It’s never too early to start making decisions that will set you up for financial success later in life. When you have a long timeline to plan your financial future, it’s easier to benefit from long-range returns and recover from any setbacks. For those college students who are ready to get a jumpstart, here are five ways to start thinking about their financial future.
1. Think about how to build credit
Credit scores are important for financial success. That’s because a credit score will ultimately determine if someone can borrow money to make that first car or home purchase. In addition, those with a better score often qualify for better rates, which can help someone save thousands of dollars or more over a lifetime, The most important factors in establishing a great credit score are payment history and credit utilization.
That means college students can start thinking about their financial future by making wise spending decisions today. Opening a credit card and using it responsibly can make a big difference. Paying all bills on time and in full will lead to a more solid payment history, which may lead creditors to view people as more creditworthy borrowers in the future.
2. Plan for large future purchases
Many college students dream about the car or home they’ll buy after landing their first job.
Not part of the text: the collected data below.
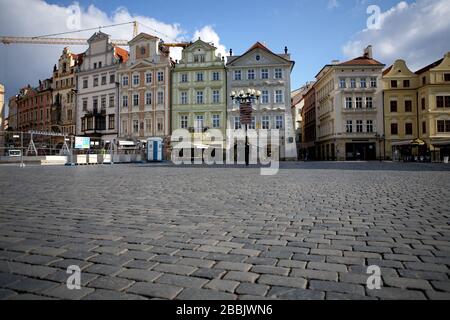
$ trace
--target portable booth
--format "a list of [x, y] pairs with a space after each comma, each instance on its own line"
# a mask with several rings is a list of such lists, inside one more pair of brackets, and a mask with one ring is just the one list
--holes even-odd
[[163, 139], [147, 139], [147, 161], [163, 161], [163, 149]]

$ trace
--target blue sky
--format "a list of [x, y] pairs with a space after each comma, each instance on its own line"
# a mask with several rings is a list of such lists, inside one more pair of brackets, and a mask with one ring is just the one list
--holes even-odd
[[[277, 53], [288, 46], [296, 62], [292, 88], [314, 80], [317, 72], [334, 59], [361, 55], [369, 44], [373, 45], [377, 60], [390, 65], [401, 58], [413, 71], [450, 51], [449, 0], [79, 0], [78, 3], [80, 28], [137, 19], [177, 40], [192, 40], [201, 35], [223, 53], [232, 48], [235, 54], [240, 54], [256, 41], [264, 42]], [[32, 36], [68, 31], [67, 9], [72, 4], [71, 0], [0, 0], [0, 34]], [[367, 30], [369, 5], [377, 5], [381, 10], [377, 30]], [[131, 26], [103, 31], [113, 39], [132, 36]], [[73, 37], [88, 38], [92, 32]], [[7, 97], [27, 84], [36, 86], [39, 79], [50, 77], [62, 48], [0, 44], [0, 83], [5, 84]], [[176, 58], [180, 52], [172, 54]]]
[[[49, 1], [70, 5], [72, 1]], [[376, 2], [389, 9], [399, 1]], [[82, 7], [94, 4], [112, 14], [126, 7], [131, 14], [154, 17], [166, 23], [179, 23], [192, 34], [211, 25], [227, 49], [236, 54], [255, 41], [264, 41], [270, 49], [282, 52], [288, 46], [296, 61], [292, 86], [312, 80], [317, 71], [333, 59], [344, 59], [341, 47], [351, 36], [365, 28], [369, 3], [340, 0], [331, 7], [329, 0], [192, 0], [192, 1], [79, 1]], [[241, 14], [244, 13], [245, 14]]]

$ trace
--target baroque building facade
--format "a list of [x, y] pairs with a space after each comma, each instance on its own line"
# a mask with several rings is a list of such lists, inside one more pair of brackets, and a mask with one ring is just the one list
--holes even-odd
[[383, 72], [386, 156], [442, 161], [450, 155], [450, 52], [412, 72], [397, 60]]
[[[189, 130], [193, 148], [225, 147], [226, 71], [216, 50], [198, 39], [183, 50], [173, 69], [172, 129]], [[222, 141], [211, 139], [207, 129], [219, 130]]]
[[109, 35], [96, 32], [88, 39], [83, 62], [77, 67], [78, 136], [91, 138], [93, 147], [106, 147], [118, 134], [119, 84], [117, 69], [128, 52], [112, 44]]
[[130, 56], [118, 69], [121, 139], [145, 141], [170, 135], [169, 51], [160, 39], [140, 33], [129, 42]]
[[375, 160], [383, 156], [384, 65], [372, 47], [316, 76], [316, 142], [320, 160]]
[[53, 68], [52, 131], [75, 135], [76, 130], [76, 75], [75, 70], [82, 55], [64, 48]]
[[[279, 155], [281, 159], [295, 160], [297, 147], [291, 113], [291, 61], [287, 48], [275, 54], [262, 43], [255, 43], [240, 56], [232, 54], [227, 61], [227, 91], [239, 92], [248, 88], [261, 91], [259, 101], [253, 104], [249, 130], [280, 130]], [[227, 128], [241, 130], [239, 104], [227, 103]], [[228, 148], [234, 148], [228, 141]], [[271, 149], [272, 146], [268, 146]], [[269, 150], [270, 151], [270, 150]]]

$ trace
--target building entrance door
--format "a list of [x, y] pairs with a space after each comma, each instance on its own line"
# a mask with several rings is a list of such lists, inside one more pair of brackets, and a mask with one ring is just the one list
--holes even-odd
[[345, 144], [345, 159], [347, 161], [376, 160], [375, 143], [358, 142]]

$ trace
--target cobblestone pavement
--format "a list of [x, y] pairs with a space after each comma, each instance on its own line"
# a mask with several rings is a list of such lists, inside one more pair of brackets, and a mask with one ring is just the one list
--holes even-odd
[[450, 165], [282, 167], [0, 166], [0, 298], [450, 299]]

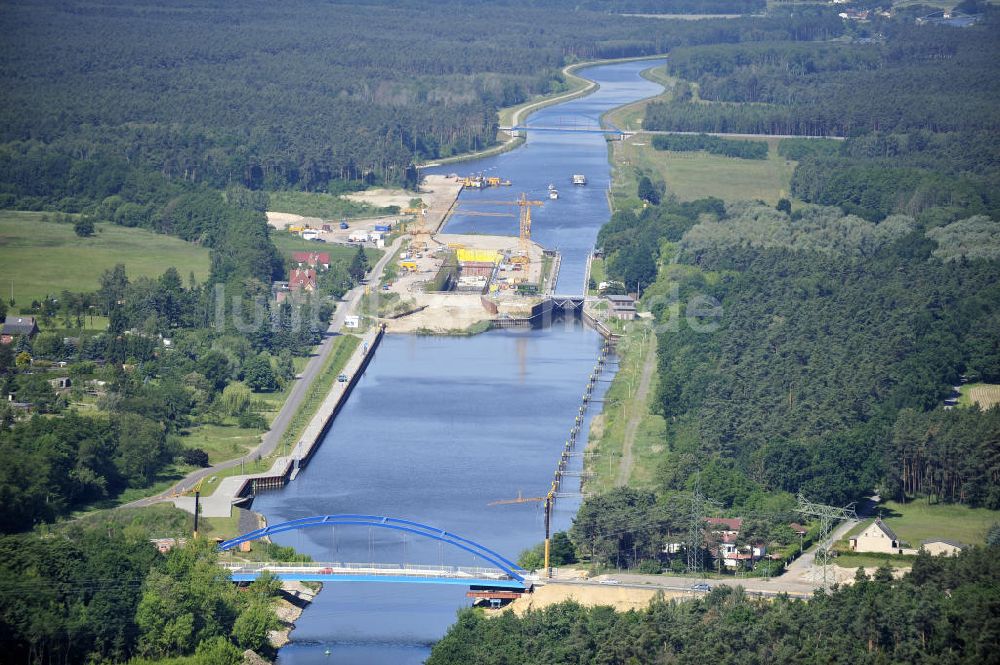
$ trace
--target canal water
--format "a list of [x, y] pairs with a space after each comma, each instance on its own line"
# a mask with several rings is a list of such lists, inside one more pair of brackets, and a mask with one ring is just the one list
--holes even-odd
[[[543, 109], [530, 124], [596, 127], [607, 110], [660, 91], [639, 76], [656, 64], [583, 70], [600, 89]], [[477, 198], [513, 199], [521, 192], [545, 200], [533, 211], [532, 237], [562, 253], [558, 291], [582, 292], [587, 254], [609, 216], [601, 135], [531, 133], [512, 152], [437, 170], [451, 171], [514, 183], [464, 192], [468, 209], [477, 209]], [[588, 184], [571, 185], [574, 173], [586, 175]], [[558, 200], [547, 198], [550, 183]], [[447, 231], [517, 235], [518, 229], [515, 218], [456, 215]], [[254, 509], [270, 524], [338, 513], [410, 519], [516, 559], [543, 537], [542, 504], [490, 504], [548, 490], [601, 345], [596, 332], [572, 320], [475, 337], [387, 336], [309, 466], [284, 489], [259, 496]], [[606, 386], [598, 384], [596, 398]], [[563, 490], [573, 491], [573, 483], [565, 480]], [[573, 499], [557, 502], [555, 529], [568, 528], [578, 506]], [[317, 561], [484, 565], [460, 550], [384, 529], [324, 527], [275, 540]], [[445, 585], [326, 584], [296, 622], [278, 662], [421, 663], [456, 611], [469, 604], [465, 592]]]

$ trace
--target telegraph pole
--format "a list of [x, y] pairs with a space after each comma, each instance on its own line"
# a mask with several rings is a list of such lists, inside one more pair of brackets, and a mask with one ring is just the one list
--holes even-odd
[[201, 507], [201, 492], [194, 491], [194, 537], [198, 538], [198, 509]]
[[549, 561], [549, 529], [552, 524], [552, 492], [545, 497], [545, 577], [552, 577], [552, 568]]
[[795, 509], [796, 512], [819, 518], [820, 535], [819, 545], [816, 548], [816, 562], [823, 568], [823, 586], [826, 587], [827, 570], [830, 566], [830, 544], [827, 542], [830, 539], [830, 531], [833, 528], [834, 522], [858, 519], [857, 513], [854, 512], [854, 502], [847, 504], [843, 508], [838, 508], [836, 506], [824, 506], [821, 503], [813, 503], [806, 499], [802, 492], [799, 492], [797, 498], [799, 505]]

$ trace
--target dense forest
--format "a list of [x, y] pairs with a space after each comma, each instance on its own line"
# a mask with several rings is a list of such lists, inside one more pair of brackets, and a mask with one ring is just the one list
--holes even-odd
[[497, 107], [562, 89], [568, 62], [842, 31], [807, 12], [667, 23], [574, 6], [553, 21], [545, 4], [7, 4], [0, 201], [148, 207], [146, 191], [166, 187], [156, 176], [216, 189], [412, 186], [413, 162], [492, 144]]
[[[674, 49], [681, 86], [648, 129], [857, 136], [996, 131], [995, 21], [969, 30], [893, 21], [875, 43], [787, 42]], [[872, 41], [872, 40], [869, 40]], [[699, 103], [701, 102], [701, 103]], [[705, 103], [707, 102], [707, 103]]]
[[204, 539], [160, 554], [140, 524], [112, 521], [0, 537], [4, 662], [191, 655], [190, 665], [238, 665], [245, 649], [272, 655], [280, 583], [240, 590], [216, 557]]
[[[698, 482], [746, 509], [760, 492], [843, 504], [881, 488], [1000, 508], [996, 413], [939, 408], [962, 378], [1000, 381], [1000, 144], [985, 129], [995, 108], [984, 108], [997, 93], [997, 24], [884, 27], [873, 44], [672, 53], [671, 72], [714, 101], [694, 100], [682, 82], [673, 101], [650, 105], [647, 127], [719, 129], [677, 126], [667, 109], [678, 104], [801, 118], [837, 108], [869, 120], [842, 127], [846, 141], [779, 143], [798, 162], [792, 192], [824, 206], [679, 203], [667, 191], [657, 204], [643, 193], [662, 185], [640, 180], [644, 208], [602, 229], [609, 275], [648, 285], [661, 324], [673, 317], [658, 347], [671, 448], [661, 492]], [[893, 84], [876, 92], [877, 81]], [[838, 97], [848, 90], [850, 104]], [[718, 318], [677, 316], [704, 297]]]
[[[643, 290], [661, 322], [676, 316], [671, 298], [721, 305], [717, 325], [679, 321], [659, 336], [664, 489], [690, 488], [700, 471], [726, 505], [800, 489], [846, 503], [899, 473], [897, 418], [940, 405], [962, 374], [1000, 380], [995, 254], [940, 258], [971, 240], [990, 254], [976, 218], [928, 229], [934, 215], [876, 225], [836, 208], [722, 207], [668, 200], [616, 213], [601, 232], [609, 274], [652, 284]], [[991, 226], [995, 252], [996, 223], [978, 224]], [[661, 240], [674, 254], [659, 255]], [[963, 437], [963, 454], [928, 452], [926, 463], [955, 479], [947, 499], [1000, 507], [987, 489], [997, 420], [969, 427], [979, 433]], [[953, 447], [944, 441], [926, 445]]]
[[921, 555], [808, 601], [720, 587], [615, 612], [574, 602], [484, 616], [463, 610], [429, 665], [518, 663], [994, 663], [1000, 645], [997, 547]]
[[850, 43], [677, 48], [668, 69], [684, 80], [644, 127], [846, 136], [781, 151], [799, 161], [795, 196], [875, 221], [932, 207], [996, 217], [998, 26], [989, 13], [967, 30], [894, 20]]

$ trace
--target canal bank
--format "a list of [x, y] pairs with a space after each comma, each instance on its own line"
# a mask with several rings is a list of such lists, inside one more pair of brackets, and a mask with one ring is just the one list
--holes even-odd
[[[608, 108], [660, 89], [638, 75], [649, 66], [584, 70], [582, 75], [599, 83], [597, 92], [543, 109], [529, 122], [596, 124]], [[521, 148], [467, 168], [507, 175], [532, 198], [544, 196], [550, 183], [560, 187], [558, 200], [533, 211], [532, 238], [561, 254], [555, 292], [560, 285], [576, 291], [609, 217], [604, 139], [579, 132], [529, 134]], [[586, 174], [588, 184], [573, 187], [573, 173]], [[461, 202], [489, 198], [463, 192]], [[445, 231], [516, 235], [517, 220], [459, 211]], [[542, 330], [474, 337], [389, 335], [308, 469], [296, 482], [258, 497], [255, 510], [270, 524], [345, 513], [412, 519], [516, 558], [542, 539], [543, 506], [503, 501], [548, 490], [603, 344], [573, 317]], [[595, 401], [606, 386], [595, 387]], [[589, 421], [581, 424], [582, 431], [588, 428]], [[574, 456], [567, 470], [578, 472], [580, 461]], [[558, 501], [553, 528], [568, 528], [578, 506], [578, 496]], [[471, 555], [436, 543], [367, 529], [311, 529], [275, 540], [324, 561], [477, 565]], [[328, 584], [297, 621], [279, 662], [420, 663], [454, 621], [456, 609], [469, 602], [465, 591]]]

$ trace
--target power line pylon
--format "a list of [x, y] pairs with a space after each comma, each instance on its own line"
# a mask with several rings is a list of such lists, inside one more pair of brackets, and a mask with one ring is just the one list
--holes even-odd
[[709, 509], [719, 507], [717, 501], [706, 498], [701, 493], [701, 475], [695, 483], [694, 492], [691, 493], [691, 512], [688, 522], [687, 542], [684, 549], [687, 553], [687, 572], [701, 574], [702, 556], [701, 548], [705, 540], [705, 514]]
[[830, 567], [830, 543], [827, 541], [830, 539], [830, 531], [833, 528], [833, 523], [840, 520], [856, 520], [858, 519], [858, 514], [854, 512], [854, 502], [847, 504], [843, 508], [838, 508], [836, 506], [813, 503], [806, 499], [802, 492], [799, 492], [797, 498], [799, 505], [795, 509], [796, 512], [818, 517], [820, 520], [819, 545], [816, 548], [815, 561], [823, 569], [823, 586], [826, 587], [827, 572]]

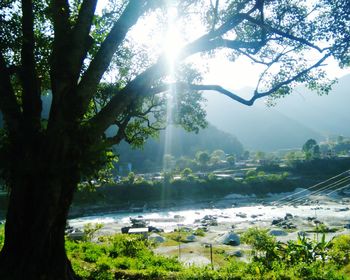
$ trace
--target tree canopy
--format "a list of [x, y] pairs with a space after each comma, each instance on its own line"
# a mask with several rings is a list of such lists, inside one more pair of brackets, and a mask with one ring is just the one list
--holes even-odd
[[[166, 118], [169, 50], [162, 48], [164, 39], [151, 41], [166, 36], [169, 20], [186, 36], [173, 58], [172, 84], [179, 95], [174, 121], [189, 130], [205, 126], [202, 98], [193, 91], [214, 90], [246, 105], [289, 94], [296, 83], [327, 93], [330, 83], [320, 66], [330, 56], [342, 64], [349, 60], [346, 1], [111, 1], [98, 12], [96, 5], [97, 0], [2, 1], [0, 107], [9, 130], [21, 119], [31, 130], [50, 130], [64, 115], [91, 137], [115, 124], [118, 133], [109, 143], [125, 138], [142, 144]], [[143, 40], [134, 32], [142, 24], [149, 35]], [[191, 57], [218, 52], [265, 66], [251, 98], [201, 83]], [[48, 91], [53, 102], [43, 123], [40, 95]]]

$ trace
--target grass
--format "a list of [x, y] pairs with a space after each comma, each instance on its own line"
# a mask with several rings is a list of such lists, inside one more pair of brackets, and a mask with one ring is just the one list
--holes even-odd
[[[247, 231], [246, 242], [259, 251], [249, 263], [227, 257], [233, 250], [231, 246], [213, 248], [215, 270], [210, 266], [185, 267], [175, 253], [174, 257], [157, 255], [151, 243], [135, 235], [101, 237], [97, 243], [67, 240], [66, 251], [75, 272], [84, 280], [350, 279], [350, 235], [338, 236], [331, 242], [302, 238], [281, 244], [266, 234], [256, 228]], [[0, 226], [0, 247], [3, 237]], [[183, 254], [210, 259], [209, 248], [186, 246], [181, 250]]]

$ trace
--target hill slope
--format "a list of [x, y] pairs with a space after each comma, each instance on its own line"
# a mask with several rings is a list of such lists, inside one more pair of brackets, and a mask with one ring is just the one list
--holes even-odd
[[116, 148], [120, 162], [131, 162], [136, 169], [143, 169], [147, 164], [161, 166], [164, 154], [176, 157], [193, 158], [197, 151], [222, 149], [226, 153], [240, 155], [243, 145], [233, 135], [209, 125], [198, 134], [188, 133], [179, 127], [168, 127], [162, 131], [159, 139], [149, 139], [143, 150], [132, 149], [127, 143]]
[[[276, 150], [301, 147], [308, 138], [322, 140], [334, 134], [350, 136], [350, 75], [341, 78], [328, 96], [305, 88], [266, 107], [262, 100], [247, 107], [219, 94], [205, 93], [208, 120], [236, 135], [247, 148]], [[243, 96], [251, 89], [241, 92]]]

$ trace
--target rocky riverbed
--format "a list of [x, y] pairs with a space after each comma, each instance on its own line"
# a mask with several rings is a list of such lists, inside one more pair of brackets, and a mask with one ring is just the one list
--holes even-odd
[[[290, 197], [290, 199], [286, 199]], [[327, 239], [337, 234], [350, 233], [350, 199], [347, 195], [308, 195], [307, 191], [296, 190], [292, 194], [255, 196], [229, 195], [212, 202], [193, 202], [190, 207], [166, 210], [148, 209], [140, 213], [117, 212], [104, 215], [76, 218], [69, 221], [74, 228], [83, 228], [86, 223], [102, 223], [99, 234], [120, 233], [121, 228], [130, 226], [132, 219], [140, 219], [154, 228], [172, 232], [180, 227], [205, 231], [203, 237], [196, 236], [186, 244], [178, 246], [160, 245], [159, 254], [178, 255], [187, 264], [208, 264], [206, 244], [243, 257], [245, 245], [238, 241], [227, 242], [227, 235], [236, 236], [249, 227], [267, 228], [280, 241], [296, 239], [298, 233], [318, 238], [317, 227], [328, 231]], [[226, 238], [226, 242], [225, 241]], [[232, 246], [234, 245], [234, 246]], [[182, 247], [182, 248], [181, 248]]]

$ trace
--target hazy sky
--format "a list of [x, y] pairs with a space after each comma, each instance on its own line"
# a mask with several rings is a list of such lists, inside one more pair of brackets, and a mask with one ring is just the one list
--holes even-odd
[[[100, 0], [98, 3], [97, 12], [100, 13], [106, 0]], [[162, 50], [165, 50], [170, 58], [175, 56], [181, 46], [205, 33], [199, 18], [191, 18], [190, 28], [189, 25], [186, 25], [181, 29], [176, 22], [176, 9], [171, 7], [168, 10], [167, 26], [166, 24], [159, 26], [158, 19], [155, 15], [147, 15], [144, 19], [139, 20], [128, 34], [128, 37], [134, 39], [140, 46], [146, 46], [150, 53], [154, 55], [154, 59]], [[255, 87], [259, 73], [264, 69], [261, 65], [252, 64], [244, 57], [234, 62], [230, 62], [224, 55], [206, 59], [205, 63], [203, 63], [203, 58], [199, 58], [197, 61], [200, 65], [199, 68], [207, 69], [203, 83], [218, 84], [233, 90]], [[324, 69], [330, 78], [339, 78], [350, 74], [350, 68], [340, 69], [337, 63], [331, 59], [327, 61]]]
[[[243, 57], [235, 62], [230, 62], [225, 57], [219, 57], [209, 61], [208, 69], [209, 72], [205, 77], [206, 83], [220, 84], [229, 89], [240, 89], [255, 87], [262, 68]], [[328, 60], [324, 69], [332, 79], [350, 74], [350, 67], [340, 69], [333, 59]]]

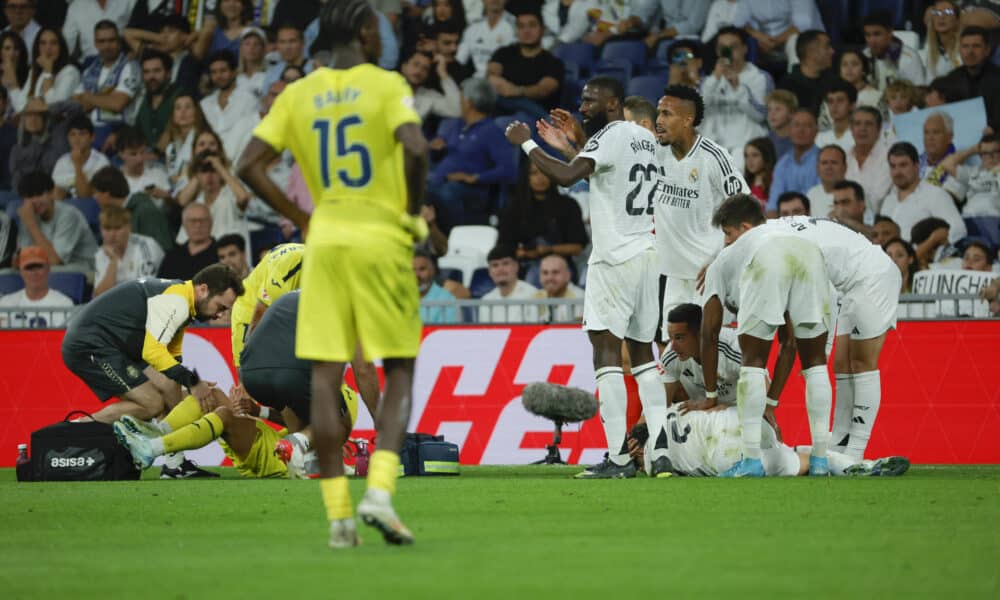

And certainly, a job paying a decent salary can afford options when it comes to these types of larger purchases. Unfortunately, those large purchases can also lead to debt.
Although some debt may be inevitable, it’s best to get in the habit of building savings so that any debt remains manageable. If you start while you’re in college, putting aside a small amount each month can build over several years to a meaningful down payment that allows for less borrowing. And that frees up spending money to do even more saving, investing, and getting ahead down the line.
3. Begin to plan for retirement
Retirement feels a million years away for a college student. But compound interest is a powerful and amazing tool that, if used properly, could make a substantial financial impact on retirement accounts.
One of the most effective retirement accounts to open young is a Roth IRA. And a college student with any earned income can open one. This retirement vehicle can help savings grow tax-deferred for eventual tax-free withdrawal, which can mean more money come retirement.
To show the impact of retirement planning early, a 35-year-old who makes $50,000 a year and contributes $6,000 a year into a Roth IRA is projected to have $578,000 in their account at age 67 (assuming a 6% rate of return). But if a young adult started making those contributions at age 22, they could have $1.35 million by age 67.
That’s over double the money from starting 13 years earlier, making it a no-brainer to begin to plan for retirement young.
4. Understand insurance options
Many college students don’t have an immediate need for life insurance. But in the coming years, marriage and a family make life insurance like a term life insurance policy an important financial tool.
A great term policy costs relatively little for a healthy young person, often just hundreds of dollars a year, but it can be used by loved ones to cover debt repayment, like student loans or a mortgage, or care for dependents when someone begins to build a family. Moreover, thinking about life insurance now means being better prepared when the time comes to purchase it down the line.
5. Seize the opportunity to learn
College is an incredible time to take advantage of learning opportunities. If courses on personal finance are offered, sign up and learn as much as possible. Since there’s relatively little financial education in the real world, taking the college years to learn as much as possible about basic financial concepts will pay dividends in the years following.
The Bottom Line
During college, sometimes it can be hard to see past the next exam. But starting to paint a financial picture at a young age means anything is possible. And great decisions now, like building credit, saving for large purchases, planning for retirement, understanding insurance, and seeking out learning opportunities, are going to position college students for later financial success.